When they ratified the Second Amendment in 1791, the states were embracing a right with which they were already well familiar. As the 1689 English Bill of Rights declared, “the subjects which are Protestants may have arms for their defence suitable to their conditions and as allowed by law.” (Note that those subjects whom Parliament hoped to keep defenseless—Roman Catholics—were denied the right). Both the Framers and their English forebears recognized that the ability to arm oneself was often necessary for individuals meaningfully to defend themselves and their families. And that need, of course, could arise either at home or in public. As a result, throughout most of the nation’s history, Americans took for granted that they could own and carry firearms.

In 2008, the Supreme Court made this point explicit when it declared in District of Columbia v. Heller that the Second Amendment guarantees an individual right to possess firearms for self-defense, and that the District of Columbia therefore could not prohibit a citizen from keeping a handgun in his home. The Court reaffirmed that holding two years later in McDonald v. City of Chicago. The McDonald Court incorporated the right to keep and bear arms against the states and declared that the Second Amendment is not a “second-class right, subject to an entirely different body of rules than the other Bill of Rights guarantees.”

Yet in the years since then, the Court has time and again declined to enforce its decisions—denying petition after petition for certiorari, and in one instance, declaring moot a straightforward Second Amendment challenge that had succeeded in reaching the Court.

Taking a cue from the Supreme Court’s apathy to this fundamental civil right, many lower courts have looked the other way as states and localities prohibit ordinary citizens from carrying weapons for self-defense. This, despite the clear and emphatic constitutional command that the right of the people to keep and bear arms shall not be infringed. While reasonable minds may, and do, disagree as to the precise contours of a right to keep and bear arms, the blanket prohibitions many jurisdictions impose on gun owners are simply indefensible—incapable of passing constitutional muster under any faithful reading of the text.

The Second Amendment’s disfavored status becomes even more apparent when compared to the Supreme Court’s treatment of the right to an abortion. Unlike the right to keep and bear arms, the purported constitutional right to privacy upon which Roe v. Wade was based finds little support in the Constitution’s text—something even Roe‘s most ardent supporters acknowledge. Yet the Court has granted abortion a sort of super-status among constitutional rights.
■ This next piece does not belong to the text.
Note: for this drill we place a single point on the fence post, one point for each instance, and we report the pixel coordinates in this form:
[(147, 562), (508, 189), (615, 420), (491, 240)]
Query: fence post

“Abortion exceptionalism,” as some have termed it, has meant that judges are willing to bulldoze longstanding legal principles to ensure that proponents of unrestricted abortion prevail. As Justice Sandra Day O’Connor once observed, “no legal rule or doctrine is safe from ad hoc nullification by this Court when an occasion for its application arises in a case involving state regulation of abortion.” No other right has managed to achieve such privileged status.

Certain rights, it would seem, are simply preferred over others, irrespective of what the Constitution says—or does not say—about them. This term, however, the Supreme Court has a rare opportunity to remedy this double standard. The Court heard argument this month in New York State Rifle & Pistol Association v. Bruen to resolve whether local officials in New York state have the discretion to prohibit ordinary law-abiding citizens from carrying firearms in public. And in December, the Court will consider Dobbs v. Jackson Women’s Health Organization, which asks the justices to re-evaluate the scope of the right to an abortion. The question presented by each is, at bottom, the same: will the Court return to the text of the Constitution?

For the Second Amendment, the conclusion should be obvious. The Constitution guarantees a right for citizens to possess and use firearms for their own defense outside of their homes. Some may question the wisdom of a constitutional right to carry firearms in public, or of any other law for that matter. Where the written law—even the Constitution itself—is unjust, immoral or imprudent, it should be changed. But that is not the task of judges, whose duty is to say what the law is, not what they prefer it to be. Indeed, such humility is what their judicial oath requires of them.

While there will always be debate about the proper methodology a judge should apply to interpret the law, the text must be the foundation of any construction. Here, the text of the Second Amendment is clear. Regardless of how the nine justices feel about the Framers’ decision to protect firearm possession, if the words of the Constitution are to have any meaning—if we are to have “a government of laws, not of men”—the right to keep and bear arms can no longer be ignored.